Avec Panik, recueil qui vient de paraître aux éditions Le Chat qui tousse, Sophie G lucas semble suivre la voie tracée par ses précédents livres. En effet, il s’agit à nouveau de textes courts en prose, sans majuscules ni ponctuation.
Si l’évocation du quotidien dans sa banalité y est préférée pour couper court à tout lyrisme, la narration n’est cependant pas absente. D’un texte à l’autre on retrouve des êtres soumis à la violence et à l’usure du travail « aller se miner le corps à l’usine des fois des gens se tuent », « elle (…) n’entend pas pleuvoir les commandes des clients dans son dos (…) des oiseaux tard bien trop tard pour les suivre » ; une enfant qui se terre sous les draps tandis qu’à côté on pleure un mort ; une femme figée dans l’attente de l’amour maternel qui ne viendra pas ; et, de façon récurrente, le vertige, la tentation du suicide : « elle avançait bleue la rivière et les cailloux battant sa nuque (…) elle priait bleue qu’on ne la retrouve pas ». Sophie G Lucas sait mettre à jour ces drames qui se font en silence, passant par les détails les plus concrets, un seul adjectif changeant le ton d’un texte, tel ce « lait tourné aux coins des lèvres ».

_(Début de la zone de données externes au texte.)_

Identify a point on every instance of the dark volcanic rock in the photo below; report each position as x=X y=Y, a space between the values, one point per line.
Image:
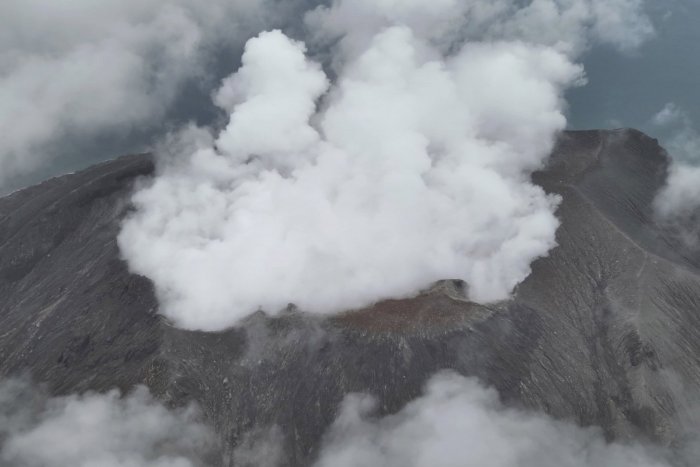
x=606 y=330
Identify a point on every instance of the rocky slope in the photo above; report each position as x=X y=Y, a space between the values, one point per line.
x=606 y=330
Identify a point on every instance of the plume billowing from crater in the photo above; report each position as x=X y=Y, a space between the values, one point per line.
x=413 y=165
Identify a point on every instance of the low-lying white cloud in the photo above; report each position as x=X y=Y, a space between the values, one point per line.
x=458 y=422
x=104 y=430
x=412 y=166
x=72 y=71
x=678 y=203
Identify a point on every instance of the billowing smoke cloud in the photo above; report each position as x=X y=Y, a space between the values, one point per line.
x=458 y=422
x=678 y=204
x=411 y=167
x=79 y=70
x=103 y=430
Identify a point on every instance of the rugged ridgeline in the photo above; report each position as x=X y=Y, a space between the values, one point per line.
x=606 y=330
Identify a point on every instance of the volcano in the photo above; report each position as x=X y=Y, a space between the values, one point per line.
x=604 y=332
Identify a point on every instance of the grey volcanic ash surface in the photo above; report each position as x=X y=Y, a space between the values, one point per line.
x=604 y=332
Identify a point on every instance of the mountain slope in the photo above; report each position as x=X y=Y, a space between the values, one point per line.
x=605 y=331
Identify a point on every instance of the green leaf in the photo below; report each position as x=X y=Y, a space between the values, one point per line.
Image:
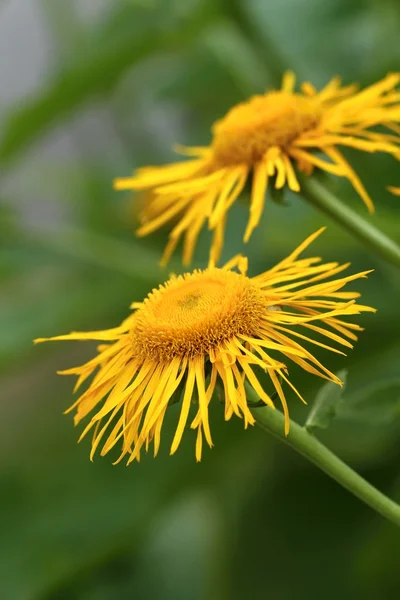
x=377 y=404
x=325 y=404
x=233 y=50
x=128 y=35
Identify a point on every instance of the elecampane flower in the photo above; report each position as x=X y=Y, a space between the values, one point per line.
x=265 y=138
x=211 y=327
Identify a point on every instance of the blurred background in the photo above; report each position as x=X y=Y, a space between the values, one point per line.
x=89 y=90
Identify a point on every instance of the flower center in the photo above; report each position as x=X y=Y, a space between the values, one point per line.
x=193 y=313
x=251 y=128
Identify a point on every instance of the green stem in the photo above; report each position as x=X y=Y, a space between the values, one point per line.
x=316 y=194
x=307 y=445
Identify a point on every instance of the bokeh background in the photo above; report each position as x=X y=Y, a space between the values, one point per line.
x=89 y=90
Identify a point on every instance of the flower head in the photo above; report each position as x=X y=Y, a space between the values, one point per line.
x=207 y=328
x=265 y=138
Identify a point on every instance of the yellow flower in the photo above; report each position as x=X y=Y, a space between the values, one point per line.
x=211 y=327
x=266 y=137
x=394 y=190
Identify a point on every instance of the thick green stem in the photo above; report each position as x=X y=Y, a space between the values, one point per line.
x=307 y=445
x=316 y=194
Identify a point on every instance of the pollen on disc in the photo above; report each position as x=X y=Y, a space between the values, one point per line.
x=191 y=314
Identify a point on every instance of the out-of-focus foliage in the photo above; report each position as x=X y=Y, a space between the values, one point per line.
x=253 y=519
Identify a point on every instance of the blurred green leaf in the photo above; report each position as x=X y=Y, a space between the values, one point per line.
x=376 y=404
x=325 y=404
x=236 y=54
x=127 y=36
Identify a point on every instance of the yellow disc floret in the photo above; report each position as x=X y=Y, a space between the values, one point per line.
x=250 y=129
x=194 y=313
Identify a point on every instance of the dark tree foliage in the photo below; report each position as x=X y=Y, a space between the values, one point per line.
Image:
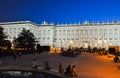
x=2 y=37
x=25 y=39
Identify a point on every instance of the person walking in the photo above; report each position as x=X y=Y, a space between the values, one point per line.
x=35 y=64
x=60 y=68
x=73 y=71
x=68 y=70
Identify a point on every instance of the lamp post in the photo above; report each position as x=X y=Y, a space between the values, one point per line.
x=71 y=42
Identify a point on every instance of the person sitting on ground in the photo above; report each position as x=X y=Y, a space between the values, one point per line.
x=60 y=68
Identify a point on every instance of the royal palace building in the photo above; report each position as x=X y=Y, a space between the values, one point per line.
x=100 y=34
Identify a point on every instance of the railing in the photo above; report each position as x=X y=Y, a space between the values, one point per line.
x=19 y=72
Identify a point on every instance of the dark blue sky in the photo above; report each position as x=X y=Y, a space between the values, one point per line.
x=59 y=11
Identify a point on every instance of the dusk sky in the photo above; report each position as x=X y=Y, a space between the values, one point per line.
x=59 y=11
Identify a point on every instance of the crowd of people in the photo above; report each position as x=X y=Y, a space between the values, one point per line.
x=69 y=70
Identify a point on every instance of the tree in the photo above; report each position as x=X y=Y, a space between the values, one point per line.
x=2 y=37
x=25 y=39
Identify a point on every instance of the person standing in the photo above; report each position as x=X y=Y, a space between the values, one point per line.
x=35 y=64
x=68 y=70
x=73 y=71
x=60 y=68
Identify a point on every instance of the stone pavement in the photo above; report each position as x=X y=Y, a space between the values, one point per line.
x=87 y=65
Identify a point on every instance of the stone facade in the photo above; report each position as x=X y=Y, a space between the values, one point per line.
x=65 y=35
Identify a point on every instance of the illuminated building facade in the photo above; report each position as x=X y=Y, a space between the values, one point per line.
x=100 y=34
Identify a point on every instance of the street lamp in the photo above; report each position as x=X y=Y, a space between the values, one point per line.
x=71 y=42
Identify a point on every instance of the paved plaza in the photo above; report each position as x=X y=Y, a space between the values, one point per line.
x=88 y=65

La violence n’est jamais évoquée directement, elle surgit au détour d’une scène. La parole est saisie dans une tension de lutte et de résistance. Il s’agit de se libérer « de nos propriétaires les pères et les mères allons à la chasse enfumer les terriers faire déguerpir les nuisibles à l’occasion tirer un ou deux coups de fusil ». Ce ton guerrier est faussement victorieux. En réalité, on ne sait qui remporte l’ultime victoire, mais le lecteur est clairement invité à se ranger aux côtés du narrateur, du côté du « on » victime des « ils » : « on rentre la tête les mains les pieds on résiste on ne voit pas où ils veulent en venir (…) toujours on se tait ». La fin de ce poème est équivoque : « qu’ils ne nous voient pas vivre surtout qu’ils nous oublient », car si l’indifférence peut tuer, elle peut aussi permettre la fuite… Mais les souvenirs sont cette « vie seconde » dont on ne se débarrasse jamais vraiment. Et l’angoisse peut resurgir à tout moment « à son retour le silence de la maison de ses voisins (…) la vie seconde adossée là et c’est la panique presque ».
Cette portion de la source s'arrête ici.